Tuesday, December 21, 2010

Romania Plans to Sell Euro Debt in First Quarter

Romania plans to sell euro- denominated bonds in the first quarter, as part of three-year notes program worth 7 billion euros ($9.2 billion), Deputy Finance Minister Bogdan Dragoi said.

The Finance Ministry will pick organizers for the program early next year, after the administration selected a group of legal firms last week to advise it on the sale, Dragoi said in an interview in Bucharest today.

Romania delayed the first sale of the euro-denominated bonds initially scheduled for the fourth quarter until 2011 after resuming the search for a legal adviser following a challenge to the selection process. The country plans to turn to international markets twice next year to help fund a budget deficit of 4.4 percent of gross domestic product agreed with its international lenders, Dragoi said on Nov. 29.

The government is looking for funds on external markets after demand fell for leu-denominated debt in the second half of this year because of a self-imposed yield cap of 7 percent.

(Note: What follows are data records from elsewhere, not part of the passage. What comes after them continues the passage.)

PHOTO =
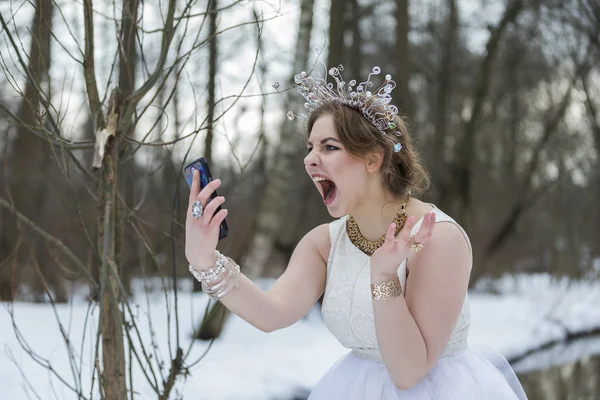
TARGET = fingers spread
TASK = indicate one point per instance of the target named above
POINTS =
(208, 190)
(218, 218)
(212, 206)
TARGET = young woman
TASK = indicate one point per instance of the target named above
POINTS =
(394, 270)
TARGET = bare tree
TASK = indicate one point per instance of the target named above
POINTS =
(117, 122)
(270, 213)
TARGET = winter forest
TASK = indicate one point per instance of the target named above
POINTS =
(102, 103)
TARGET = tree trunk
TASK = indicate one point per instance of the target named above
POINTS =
(466, 150)
(355, 50)
(336, 32)
(444, 95)
(212, 72)
(269, 216)
(403, 62)
(113, 349)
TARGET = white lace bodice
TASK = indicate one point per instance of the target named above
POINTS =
(347, 308)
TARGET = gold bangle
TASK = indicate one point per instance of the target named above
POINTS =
(386, 290)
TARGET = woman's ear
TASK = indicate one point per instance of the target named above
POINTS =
(374, 161)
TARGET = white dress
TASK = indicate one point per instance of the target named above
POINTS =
(460, 374)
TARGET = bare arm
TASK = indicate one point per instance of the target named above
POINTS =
(412, 332)
(293, 294)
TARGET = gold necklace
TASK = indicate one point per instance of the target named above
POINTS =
(369, 246)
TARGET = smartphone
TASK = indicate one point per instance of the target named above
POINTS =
(201, 165)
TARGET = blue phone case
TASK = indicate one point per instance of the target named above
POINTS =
(205, 178)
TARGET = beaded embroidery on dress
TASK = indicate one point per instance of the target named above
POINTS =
(460, 374)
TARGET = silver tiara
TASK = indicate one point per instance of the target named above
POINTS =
(373, 105)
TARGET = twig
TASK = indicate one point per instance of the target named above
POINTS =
(49, 238)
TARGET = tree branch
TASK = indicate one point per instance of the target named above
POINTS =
(49, 238)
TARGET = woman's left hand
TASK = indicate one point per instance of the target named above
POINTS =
(386, 259)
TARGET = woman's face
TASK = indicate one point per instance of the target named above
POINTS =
(340, 178)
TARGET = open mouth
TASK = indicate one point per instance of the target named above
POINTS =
(328, 189)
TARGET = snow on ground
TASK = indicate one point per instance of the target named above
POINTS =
(248, 364)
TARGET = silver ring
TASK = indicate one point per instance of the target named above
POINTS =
(197, 209)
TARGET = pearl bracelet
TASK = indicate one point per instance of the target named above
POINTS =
(226, 272)
(211, 274)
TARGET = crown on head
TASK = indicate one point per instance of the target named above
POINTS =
(374, 105)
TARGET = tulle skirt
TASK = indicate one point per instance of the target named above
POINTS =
(468, 375)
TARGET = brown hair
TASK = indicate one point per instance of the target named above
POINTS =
(401, 171)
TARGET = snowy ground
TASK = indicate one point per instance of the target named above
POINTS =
(248, 364)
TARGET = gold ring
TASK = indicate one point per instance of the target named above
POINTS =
(414, 246)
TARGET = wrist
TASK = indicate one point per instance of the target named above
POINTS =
(205, 265)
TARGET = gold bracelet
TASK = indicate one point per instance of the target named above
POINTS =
(386, 290)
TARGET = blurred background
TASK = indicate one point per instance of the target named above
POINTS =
(101, 106)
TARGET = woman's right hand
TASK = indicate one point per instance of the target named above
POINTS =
(202, 234)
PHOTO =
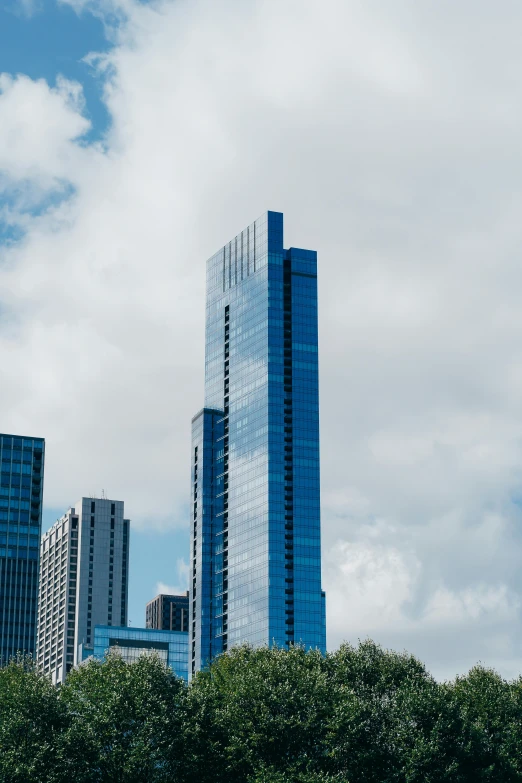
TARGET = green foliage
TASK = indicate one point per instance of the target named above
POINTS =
(32, 721)
(260, 709)
(359, 715)
(127, 721)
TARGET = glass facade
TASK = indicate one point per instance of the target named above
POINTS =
(170, 646)
(255, 528)
(21, 490)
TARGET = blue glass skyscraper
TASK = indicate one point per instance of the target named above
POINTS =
(21, 490)
(255, 528)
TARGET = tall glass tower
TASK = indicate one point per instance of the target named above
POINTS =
(255, 529)
(21, 489)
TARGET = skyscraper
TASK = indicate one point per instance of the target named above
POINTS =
(83, 582)
(255, 528)
(167, 613)
(21, 490)
(170, 646)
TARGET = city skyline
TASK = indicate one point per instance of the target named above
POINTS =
(389, 137)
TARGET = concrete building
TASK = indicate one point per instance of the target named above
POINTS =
(168, 613)
(170, 646)
(21, 490)
(84, 568)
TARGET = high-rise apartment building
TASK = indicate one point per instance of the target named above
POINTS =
(84, 568)
(255, 559)
(21, 491)
(167, 613)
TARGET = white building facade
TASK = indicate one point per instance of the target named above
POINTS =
(84, 571)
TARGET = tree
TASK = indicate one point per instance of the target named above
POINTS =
(491, 735)
(32, 720)
(125, 720)
(262, 709)
(392, 722)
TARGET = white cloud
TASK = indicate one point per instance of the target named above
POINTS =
(390, 139)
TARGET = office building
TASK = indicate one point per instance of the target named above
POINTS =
(167, 613)
(170, 646)
(84, 568)
(21, 490)
(255, 558)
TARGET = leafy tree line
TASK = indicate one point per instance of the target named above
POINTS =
(359, 715)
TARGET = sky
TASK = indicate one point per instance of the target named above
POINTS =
(136, 138)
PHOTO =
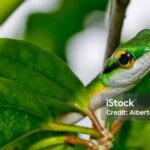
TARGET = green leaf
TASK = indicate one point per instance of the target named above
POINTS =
(7, 7)
(52, 30)
(135, 134)
(32, 82)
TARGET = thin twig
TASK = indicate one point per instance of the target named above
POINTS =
(117, 15)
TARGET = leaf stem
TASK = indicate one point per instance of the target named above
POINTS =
(72, 128)
(117, 15)
(95, 121)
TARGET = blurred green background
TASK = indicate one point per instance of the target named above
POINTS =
(76, 31)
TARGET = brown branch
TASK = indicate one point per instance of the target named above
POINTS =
(117, 15)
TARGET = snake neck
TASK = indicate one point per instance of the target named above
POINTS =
(96, 88)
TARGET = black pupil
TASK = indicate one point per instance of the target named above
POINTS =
(124, 58)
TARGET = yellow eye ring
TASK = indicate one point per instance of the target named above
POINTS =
(124, 59)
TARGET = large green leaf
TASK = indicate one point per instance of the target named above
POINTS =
(32, 82)
(7, 7)
(52, 30)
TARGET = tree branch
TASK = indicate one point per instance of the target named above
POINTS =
(117, 15)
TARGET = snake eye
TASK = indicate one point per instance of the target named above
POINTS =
(125, 59)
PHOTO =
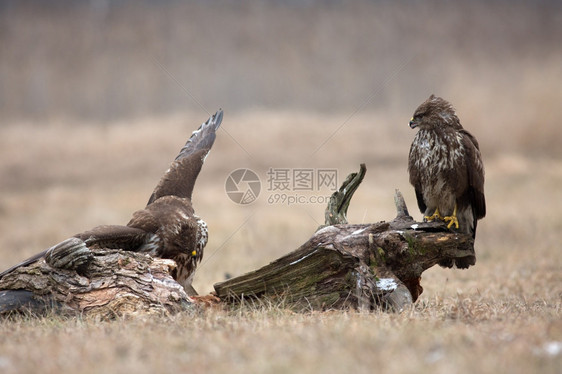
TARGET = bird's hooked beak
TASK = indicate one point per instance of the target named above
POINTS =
(413, 124)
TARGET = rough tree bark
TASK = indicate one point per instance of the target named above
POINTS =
(342, 265)
(350, 265)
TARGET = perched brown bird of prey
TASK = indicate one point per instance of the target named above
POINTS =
(167, 227)
(446, 170)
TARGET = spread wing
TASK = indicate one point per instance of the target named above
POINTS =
(106, 236)
(475, 170)
(180, 177)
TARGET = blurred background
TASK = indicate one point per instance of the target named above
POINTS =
(96, 98)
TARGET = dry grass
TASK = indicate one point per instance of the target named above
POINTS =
(502, 315)
(67, 165)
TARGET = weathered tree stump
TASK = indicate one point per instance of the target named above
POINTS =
(359, 266)
(72, 279)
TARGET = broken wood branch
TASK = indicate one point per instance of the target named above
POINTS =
(359, 266)
(356, 266)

The ministry dropped the cap last month and has paid a yield of as much as 7.3 percent as an increase in value-added tax has raised expectations that inflation will accelerate.

Bond Program

The government, which turned to the International Monetary Fund and the European Union for a 20 billion-euro bailout last year, wanted to raise at least 1 billion euros in euro- denominated bonds from the first sale in the EMTN program, former Finance MinisterSebastian Vladescu said on Aug. 26.

The sales were held up after law firms challenged the results of an original tender to select the legal adviser. The ministry selected Vienna-based Erste Group Bank AG and Paris- based Societe Generale SA to arrange the sale.

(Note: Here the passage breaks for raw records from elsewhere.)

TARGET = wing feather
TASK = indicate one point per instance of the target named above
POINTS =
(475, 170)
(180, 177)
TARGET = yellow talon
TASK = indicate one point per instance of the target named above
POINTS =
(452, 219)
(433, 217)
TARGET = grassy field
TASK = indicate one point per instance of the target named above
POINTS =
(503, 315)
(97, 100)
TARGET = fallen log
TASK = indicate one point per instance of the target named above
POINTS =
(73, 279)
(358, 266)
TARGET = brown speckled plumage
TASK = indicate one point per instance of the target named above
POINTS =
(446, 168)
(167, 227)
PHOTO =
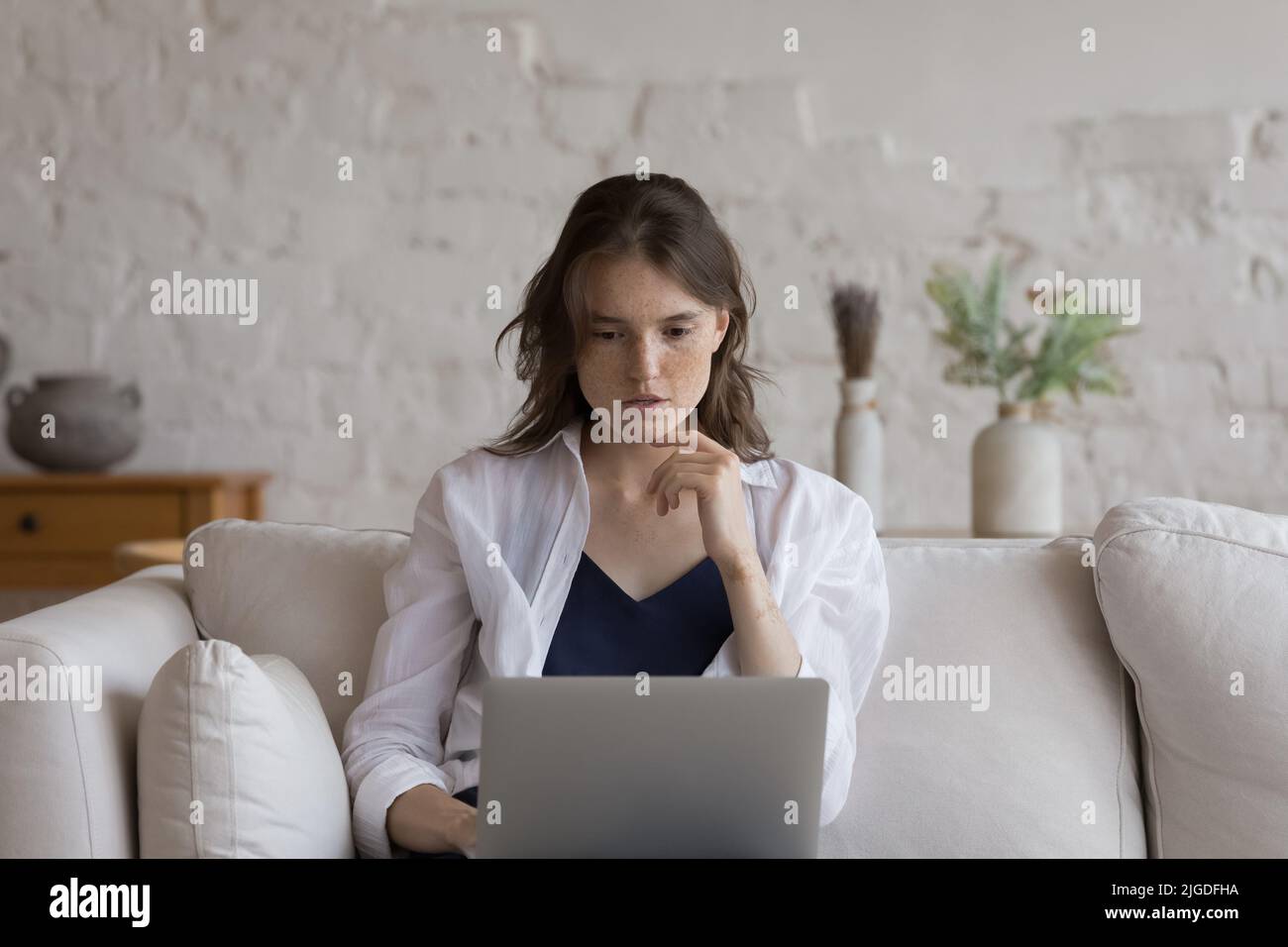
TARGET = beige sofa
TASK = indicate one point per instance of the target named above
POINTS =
(1120, 696)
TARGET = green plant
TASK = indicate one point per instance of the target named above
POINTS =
(993, 350)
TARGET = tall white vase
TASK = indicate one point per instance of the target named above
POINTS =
(861, 444)
(1016, 475)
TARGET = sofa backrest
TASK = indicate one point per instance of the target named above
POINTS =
(1038, 758)
(67, 767)
(1196, 596)
(1048, 768)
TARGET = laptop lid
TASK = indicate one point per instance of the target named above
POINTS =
(651, 767)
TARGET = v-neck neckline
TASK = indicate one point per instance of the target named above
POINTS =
(648, 598)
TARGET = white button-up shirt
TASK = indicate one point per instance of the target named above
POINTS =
(493, 549)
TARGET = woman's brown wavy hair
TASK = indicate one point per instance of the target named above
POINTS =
(661, 221)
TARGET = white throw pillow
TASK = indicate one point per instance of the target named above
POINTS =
(244, 737)
(313, 594)
(1196, 596)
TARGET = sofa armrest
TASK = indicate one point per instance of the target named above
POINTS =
(68, 784)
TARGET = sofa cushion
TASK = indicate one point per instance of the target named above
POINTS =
(1042, 762)
(313, 594)
(236, 761)
(1196, 596)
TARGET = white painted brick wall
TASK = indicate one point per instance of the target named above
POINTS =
(223, 163)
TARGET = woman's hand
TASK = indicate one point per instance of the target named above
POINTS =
(713, 474)
(464, 835)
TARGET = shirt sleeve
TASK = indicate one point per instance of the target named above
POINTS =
(394, 738)
(840, 628)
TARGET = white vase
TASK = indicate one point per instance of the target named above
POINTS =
(861, 444)
(1016, 475)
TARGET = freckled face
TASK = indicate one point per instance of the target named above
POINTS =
(635, 346)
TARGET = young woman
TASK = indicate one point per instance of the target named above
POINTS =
(572, 548)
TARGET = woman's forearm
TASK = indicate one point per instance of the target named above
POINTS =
(765, 644)
(425, 818)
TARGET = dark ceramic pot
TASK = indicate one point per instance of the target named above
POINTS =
(94, 423)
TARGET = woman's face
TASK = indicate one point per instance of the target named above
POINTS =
(645, 335)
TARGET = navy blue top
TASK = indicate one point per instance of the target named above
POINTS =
(603, 630)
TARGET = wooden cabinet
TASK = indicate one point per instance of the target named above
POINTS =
(59, 530)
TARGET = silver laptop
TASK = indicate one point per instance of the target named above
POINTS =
(690, 767)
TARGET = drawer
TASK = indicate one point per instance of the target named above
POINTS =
(89, 522)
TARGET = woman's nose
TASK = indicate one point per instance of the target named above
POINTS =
(645, 359)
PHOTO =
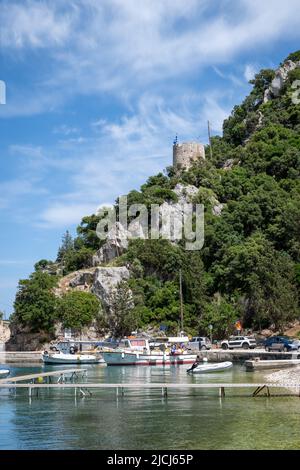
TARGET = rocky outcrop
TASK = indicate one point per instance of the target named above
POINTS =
(4, 331)
(106, 281)
(281, 75)
(115, 245)
(84, 279)
(185, 193)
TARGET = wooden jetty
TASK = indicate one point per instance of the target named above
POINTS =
(60, 375)
(85, 388)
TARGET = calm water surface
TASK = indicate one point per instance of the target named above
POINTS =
(143, 419)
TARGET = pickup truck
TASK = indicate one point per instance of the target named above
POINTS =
(245, 342)
(281, 343)
(199, 342)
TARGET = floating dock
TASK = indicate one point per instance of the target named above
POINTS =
(85, 389)
(60, 375)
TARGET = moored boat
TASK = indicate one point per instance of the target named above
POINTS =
(207, 368)
(71, 353)
(4, 373)
(137, 352)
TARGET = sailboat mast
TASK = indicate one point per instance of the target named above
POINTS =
(181, 299)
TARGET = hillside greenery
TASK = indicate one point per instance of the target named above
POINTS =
(249, 267)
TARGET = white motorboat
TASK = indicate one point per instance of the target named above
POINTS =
(137, 351)
(71, 352)
(207, 368)
(4, 373)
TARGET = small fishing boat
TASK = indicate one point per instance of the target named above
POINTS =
(67, 352)
(137, 352)
(4, 373)
(204, 368)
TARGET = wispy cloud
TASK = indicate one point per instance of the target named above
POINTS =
(114, 46)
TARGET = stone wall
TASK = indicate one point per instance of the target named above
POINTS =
(186, 153)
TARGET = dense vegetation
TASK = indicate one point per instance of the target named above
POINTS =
(249, 267)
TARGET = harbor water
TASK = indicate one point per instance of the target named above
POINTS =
(186, 419)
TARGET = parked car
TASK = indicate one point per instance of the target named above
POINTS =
(281, 343)
(245, 342)
(199, 342)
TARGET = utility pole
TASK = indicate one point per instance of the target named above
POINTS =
(209, 139)
(181, 299)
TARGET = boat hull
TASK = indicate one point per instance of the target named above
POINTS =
(116, 358)
(210, 368)
(4, 373)
(71, 359)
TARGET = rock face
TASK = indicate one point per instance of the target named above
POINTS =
(115, 245)
(228, 164)
(185, 193)
(106, 281)
(4, 331)
(84, 279)
(186, 153)
(280, 78)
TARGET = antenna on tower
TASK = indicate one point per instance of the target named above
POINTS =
(209, 139)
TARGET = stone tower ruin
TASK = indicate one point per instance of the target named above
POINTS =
(186, 153)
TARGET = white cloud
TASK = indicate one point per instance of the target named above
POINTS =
(121, 155)
(33, 24)
(115, 46)
(250, 72)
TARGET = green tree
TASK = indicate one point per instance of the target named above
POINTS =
(35, 303)
(121, 317)
(77, 309)
(66, 247)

Romania last tapped international markets in March when it sold 1 billion euros of five-year bonds paying a 5 percent coupon in the country’s biggest debt offering. The bonds have dropped since the sale, lifting the yield to 5.308 percentage points today, from 4.91 percentage points when they were sold, Bloomberg data show.

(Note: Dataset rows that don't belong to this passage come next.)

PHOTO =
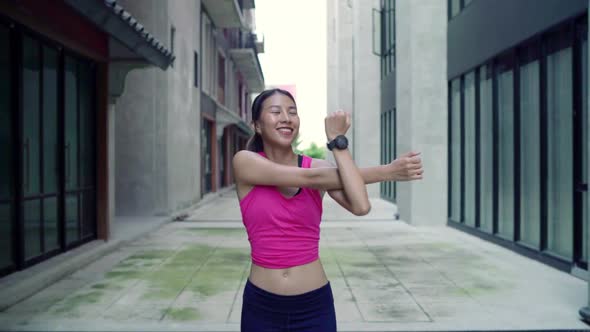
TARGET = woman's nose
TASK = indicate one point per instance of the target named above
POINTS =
(284, 117)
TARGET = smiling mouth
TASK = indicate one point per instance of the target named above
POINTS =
(285, 130)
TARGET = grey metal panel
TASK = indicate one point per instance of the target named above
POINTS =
(122, 26)
(486, 28)
(207, 105)
(388, 92)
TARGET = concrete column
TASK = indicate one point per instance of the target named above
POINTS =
(585, 311)
(421, 95)
(111, 165)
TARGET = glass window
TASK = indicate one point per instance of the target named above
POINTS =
(530, 156)
(87, 123)
(486, 149)
(585, 148)
(6, 137)
(72, 215)
(470, 156)
(88, 214)
(32, 228)
(50, 224)
(30, 90)
(5, 235)
(455, 7)
(505, 81)
(50, 153)
(456, 214)
(559, 152)
(5, 117)
(71, 125)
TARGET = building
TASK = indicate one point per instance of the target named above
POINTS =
(494, 95)
(116, 109)
(353, 77)
(518, 128)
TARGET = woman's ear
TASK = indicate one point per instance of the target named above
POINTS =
(255, 127)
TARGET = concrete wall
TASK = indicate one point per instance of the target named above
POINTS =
(366, 90)
(157, 118)
(354, 77)
(422, 106)
(474, 35)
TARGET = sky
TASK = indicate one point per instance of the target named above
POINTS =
(295, 53)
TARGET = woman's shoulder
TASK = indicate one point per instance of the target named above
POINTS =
(320, 163)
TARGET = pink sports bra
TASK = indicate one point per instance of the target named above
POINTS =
(283, 232)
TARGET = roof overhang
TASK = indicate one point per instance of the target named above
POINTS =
(248, 64)
(224, 13)
(248, 4)
(224, 117)
(128, 39)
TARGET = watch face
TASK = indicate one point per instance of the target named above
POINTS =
(341, 142)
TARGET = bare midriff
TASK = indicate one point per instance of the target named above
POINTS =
(290, 281)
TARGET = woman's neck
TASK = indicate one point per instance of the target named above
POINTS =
(280, 155)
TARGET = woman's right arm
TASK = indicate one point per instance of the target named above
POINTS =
(252, 169)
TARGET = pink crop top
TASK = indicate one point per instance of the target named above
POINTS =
(283, 232)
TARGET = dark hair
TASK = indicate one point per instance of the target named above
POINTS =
(255, 142)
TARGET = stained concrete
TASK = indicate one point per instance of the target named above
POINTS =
(386, 275)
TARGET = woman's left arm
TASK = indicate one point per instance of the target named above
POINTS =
(407, 167)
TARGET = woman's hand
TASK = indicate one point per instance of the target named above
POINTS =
(337, 123)
(407, 167)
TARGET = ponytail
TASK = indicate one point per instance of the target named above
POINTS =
(255, 143)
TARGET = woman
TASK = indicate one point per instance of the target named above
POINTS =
(280, 196)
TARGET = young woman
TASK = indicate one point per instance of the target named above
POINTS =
(280, 196)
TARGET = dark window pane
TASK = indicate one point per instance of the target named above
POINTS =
(49, 120)
(506, 150)
(5, 117)
(585, 147)
(72, 216)
(5, 235)
(50, 224)
(87, 123)
(486, 152)
(470, 156)
(71, 124)
(32, 228)
(530, 160)
(560, 152)
(31, 148)
(456, 150)
(88, 214)
(455, 7)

The ministry has sold about 3 billion lei ($920 million) in leu-denominated treasuries of the 4.6 billion lei planned for this month after dropping the 7 percent yield cap. Average yields have ranged from 6.88 percent to 7.17 percent as Dragoi signalled the administration wants to shape a previously flat yield curve.

“It seems like a yield curve is forming for the leu- denominated Treasuries given the good results we’ve seen at the past auctions,” Dragoi said.